Friday’s closing of the Santa Monica Community Recycling Center will reduce consumers’ chances of getting their beverage container deposits back and increase litter on the city’s streets and beaches, consumer advocates said this week.

The “Buyback Center” at the Santa Monica City Yards was the last recycling facility to redeem bottles west of the 405 Freeway and one of more than 1,0000 recycling centers in California that have closed since 2013, according to Consumer Watchdog.

The fewer than 1,600 centers left each provides access to an average of 26,000 people, the group said.

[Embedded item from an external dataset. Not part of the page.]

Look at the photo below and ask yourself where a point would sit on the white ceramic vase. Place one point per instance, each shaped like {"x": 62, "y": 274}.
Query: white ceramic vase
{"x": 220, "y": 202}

“The City of Santa Monica has spent millions of dollars over the years to keep Santa Monica Bay clean and free of plastics,” said Susan Collins, executive director of the Container Recycling Institute, a non-profit organization founded in 1991.

“The closure of this facility will likely lead to an increase in beverage container litter on Santa Monica’s streets and beaches, and ultimately, into the Santa Monica Bay,” Collins said.

It will also make it harder for local residents to redeem their containers, since the two nearest recycling centers are in Culver City and Cheviot Hills.

Already, the deposits consumers pay when they purchase bottled beverages have become in effect a tax, said Jaime Court who heads Consumer Watchdog.

A three-month investigation by the group found that with recycling centers shutting down, California consumers only get back 2.65 cents for every nickel bottle deposit they pay in the checkout line.

“Bottle deposits are becoming a tax, rather than a deposit, when there are too few recycling centers and grocery stores are not living up to their responsibility to take back bottles and cans when there is no center in the area,” Court said.

The lack of access to recycling centers cost California consumers almost half of the $1.5 billion they paid in bottle deposits last year, according to Consumer Watchdog’s report.

Instead of redeeming the containers for the 24 billion beverages they purchase a year, consumers are tossing them away, the group said.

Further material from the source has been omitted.